Does this case jeopardize lawyers getting real litigation funding? Not really, since in a commercial litigation funding transaction, the funder should have no pre-existing interest in the litigation. That should make it difficult for the IRS to argue that the funder’s advance is a disguised payment for the attorney’s legal services. As long as the loan documentation does not condition the borrower’s obligation on the outcome of the litigation, Novoselsky should not prevent loans from qualifying as loans, or as purchases for the deals structured that way. Novoselsky reminds us—if we need one—that plaintiffs and lawyers should generally not prepare funding documents themselves. They should not include any language suggesting that their obligation to repay a loan depends on the success of the litigation. They should limit the funders’ recourse to a security interest in the litigation proceeds. 

Of course, loans are not common in commercial litigation funding in the first place. Most are purchases, often prepaid forward purchases. That further diminishes the impact of Novoselsky. In the few loans that come along, professional loan documentation usually includes a non-contingent payment obligation. Novoselsky also warns lawyers not to borrow from clients or anyone else with a stake in the case’s outcome.

Otherwise, there is a risk that a lender’s advance may be re-characterized as an advance payment of compensation. If the lender is a professional funder with no prior interest in the lawsuit, the risk seems low. Still, does Novoselsky warn lawyers that they may face a somewhat greater tax risk than plaintiffs who are similarly situated? Suppose that a plaintiff sells a part of his case under a good prepaid forward contract. It may be awfully difficult for the IRS to find a way to tax the upfront money until the contract closes on the conclusion of the case. But let’s say that only the contingent fee lawyer is the seller under the contract, and the plaintiff is not even participating in the deal.

Let’s say the lawyer is entitled to 40% if the case produces money, and he “sells” his right to half of that fee. Even if the lawyer’s funding deal is documented as a legitimate prepaid forward, it may be more tempting for the IRS to seek ways to attack the arrangement. The lawyer, unlike the plaintiff, is always earning compensation income, so a successful challenge will hit the lawyer with ordinary income. And, of course, the IRS has a long history of going after lawyers to set an example.

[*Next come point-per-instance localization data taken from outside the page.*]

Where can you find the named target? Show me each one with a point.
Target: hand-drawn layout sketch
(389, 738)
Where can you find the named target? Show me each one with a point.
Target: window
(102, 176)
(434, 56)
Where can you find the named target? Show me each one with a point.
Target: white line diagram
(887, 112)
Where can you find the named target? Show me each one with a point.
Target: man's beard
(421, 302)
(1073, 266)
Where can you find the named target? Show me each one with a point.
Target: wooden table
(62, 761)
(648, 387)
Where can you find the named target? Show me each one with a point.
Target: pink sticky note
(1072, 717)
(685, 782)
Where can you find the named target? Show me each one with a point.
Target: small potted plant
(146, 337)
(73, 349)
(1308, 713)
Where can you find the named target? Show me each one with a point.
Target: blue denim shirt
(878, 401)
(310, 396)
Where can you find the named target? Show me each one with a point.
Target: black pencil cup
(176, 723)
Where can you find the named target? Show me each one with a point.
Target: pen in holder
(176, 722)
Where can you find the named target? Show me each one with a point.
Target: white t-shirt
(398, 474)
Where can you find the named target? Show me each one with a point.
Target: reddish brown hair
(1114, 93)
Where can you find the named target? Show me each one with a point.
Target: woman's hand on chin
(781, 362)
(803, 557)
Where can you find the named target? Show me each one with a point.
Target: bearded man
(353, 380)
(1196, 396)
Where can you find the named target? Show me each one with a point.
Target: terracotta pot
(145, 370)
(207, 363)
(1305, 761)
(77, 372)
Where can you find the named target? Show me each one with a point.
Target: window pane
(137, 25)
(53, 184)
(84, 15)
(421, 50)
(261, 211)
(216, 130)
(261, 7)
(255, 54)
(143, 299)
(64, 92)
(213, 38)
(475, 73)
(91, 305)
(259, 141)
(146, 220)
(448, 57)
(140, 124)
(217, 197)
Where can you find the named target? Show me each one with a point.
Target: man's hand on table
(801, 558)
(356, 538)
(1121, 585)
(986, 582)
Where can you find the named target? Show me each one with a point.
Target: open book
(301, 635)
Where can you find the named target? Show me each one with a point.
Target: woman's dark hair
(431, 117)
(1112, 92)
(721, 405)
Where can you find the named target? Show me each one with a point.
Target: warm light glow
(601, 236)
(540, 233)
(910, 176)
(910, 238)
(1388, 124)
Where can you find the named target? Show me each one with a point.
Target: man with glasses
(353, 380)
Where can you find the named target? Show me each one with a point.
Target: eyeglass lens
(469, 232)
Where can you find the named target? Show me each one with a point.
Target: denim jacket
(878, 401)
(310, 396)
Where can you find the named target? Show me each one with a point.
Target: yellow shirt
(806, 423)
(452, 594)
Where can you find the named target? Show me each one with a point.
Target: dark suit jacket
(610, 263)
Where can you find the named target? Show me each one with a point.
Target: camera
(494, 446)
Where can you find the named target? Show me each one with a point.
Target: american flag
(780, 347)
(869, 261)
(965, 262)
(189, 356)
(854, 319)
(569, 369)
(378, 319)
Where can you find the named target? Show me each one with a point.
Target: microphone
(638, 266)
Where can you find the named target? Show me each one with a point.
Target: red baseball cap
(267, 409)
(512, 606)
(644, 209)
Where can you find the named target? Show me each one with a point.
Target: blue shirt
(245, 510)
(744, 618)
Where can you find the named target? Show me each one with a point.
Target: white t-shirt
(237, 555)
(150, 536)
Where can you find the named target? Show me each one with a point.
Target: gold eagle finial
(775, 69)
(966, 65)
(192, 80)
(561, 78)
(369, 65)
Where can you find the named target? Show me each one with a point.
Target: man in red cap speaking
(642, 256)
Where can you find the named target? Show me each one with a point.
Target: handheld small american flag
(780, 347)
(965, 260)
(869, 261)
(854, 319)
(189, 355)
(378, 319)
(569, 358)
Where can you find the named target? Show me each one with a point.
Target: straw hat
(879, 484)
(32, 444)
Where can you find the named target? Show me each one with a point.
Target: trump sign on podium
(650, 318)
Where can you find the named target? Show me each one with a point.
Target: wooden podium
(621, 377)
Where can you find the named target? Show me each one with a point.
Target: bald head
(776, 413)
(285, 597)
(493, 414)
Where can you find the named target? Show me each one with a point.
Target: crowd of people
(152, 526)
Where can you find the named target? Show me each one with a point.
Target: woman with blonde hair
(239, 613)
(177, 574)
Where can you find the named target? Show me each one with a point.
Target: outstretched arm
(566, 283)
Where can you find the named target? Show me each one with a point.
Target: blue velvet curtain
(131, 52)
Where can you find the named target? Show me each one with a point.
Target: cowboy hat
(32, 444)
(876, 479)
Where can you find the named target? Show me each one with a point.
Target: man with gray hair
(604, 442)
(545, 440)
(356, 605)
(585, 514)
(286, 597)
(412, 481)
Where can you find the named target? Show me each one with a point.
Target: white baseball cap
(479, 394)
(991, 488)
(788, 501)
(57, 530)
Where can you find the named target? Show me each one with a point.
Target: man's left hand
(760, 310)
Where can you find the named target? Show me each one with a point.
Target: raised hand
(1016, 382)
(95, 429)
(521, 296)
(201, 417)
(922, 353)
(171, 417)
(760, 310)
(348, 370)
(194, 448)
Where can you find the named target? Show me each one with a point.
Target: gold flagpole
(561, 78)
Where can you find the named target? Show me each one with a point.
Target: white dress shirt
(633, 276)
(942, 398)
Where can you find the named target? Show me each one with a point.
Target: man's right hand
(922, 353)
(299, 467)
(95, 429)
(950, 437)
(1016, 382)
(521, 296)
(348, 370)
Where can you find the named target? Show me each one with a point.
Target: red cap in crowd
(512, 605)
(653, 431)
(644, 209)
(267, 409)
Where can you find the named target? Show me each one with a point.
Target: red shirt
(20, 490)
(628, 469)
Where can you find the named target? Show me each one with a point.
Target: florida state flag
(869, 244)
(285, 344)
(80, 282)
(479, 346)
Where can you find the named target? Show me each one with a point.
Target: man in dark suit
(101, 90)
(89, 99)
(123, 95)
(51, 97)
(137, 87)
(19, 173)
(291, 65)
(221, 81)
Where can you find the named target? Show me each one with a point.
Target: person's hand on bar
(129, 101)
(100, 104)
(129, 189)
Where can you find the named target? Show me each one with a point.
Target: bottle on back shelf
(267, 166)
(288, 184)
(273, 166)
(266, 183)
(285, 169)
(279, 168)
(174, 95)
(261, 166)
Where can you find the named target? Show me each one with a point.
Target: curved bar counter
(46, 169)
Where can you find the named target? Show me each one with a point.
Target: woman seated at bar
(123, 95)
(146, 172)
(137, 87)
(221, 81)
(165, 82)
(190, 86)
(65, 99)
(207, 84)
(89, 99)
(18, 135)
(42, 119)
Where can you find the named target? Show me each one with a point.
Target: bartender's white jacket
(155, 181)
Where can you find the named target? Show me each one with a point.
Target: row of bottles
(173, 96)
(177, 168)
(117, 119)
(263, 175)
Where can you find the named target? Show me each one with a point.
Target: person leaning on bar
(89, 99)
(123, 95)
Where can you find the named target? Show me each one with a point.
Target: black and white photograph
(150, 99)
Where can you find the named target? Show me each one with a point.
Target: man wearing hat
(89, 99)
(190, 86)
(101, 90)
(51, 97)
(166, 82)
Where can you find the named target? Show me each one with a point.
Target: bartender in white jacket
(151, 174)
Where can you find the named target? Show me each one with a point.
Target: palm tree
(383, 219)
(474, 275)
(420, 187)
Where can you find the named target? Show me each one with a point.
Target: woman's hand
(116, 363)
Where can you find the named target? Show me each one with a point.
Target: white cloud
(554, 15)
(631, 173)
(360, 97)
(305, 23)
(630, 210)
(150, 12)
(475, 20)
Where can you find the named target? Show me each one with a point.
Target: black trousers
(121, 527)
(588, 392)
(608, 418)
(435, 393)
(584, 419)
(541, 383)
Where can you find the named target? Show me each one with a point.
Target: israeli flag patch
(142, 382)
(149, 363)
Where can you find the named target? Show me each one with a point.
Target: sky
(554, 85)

Perhaps this is one reason many lawyer funding deals are structured with the plaintiff(s) also participating on some level. It is another reason that the tax timing issues for lawyers may be a little more sensitive than for plaintiffs. In the end, though, the strange case of Novoselsky seems like such a slam dunk for the IRS, and such an obvious loser for the D-I-Y lawyer that it’s also a reminder to all: don’t try this at home.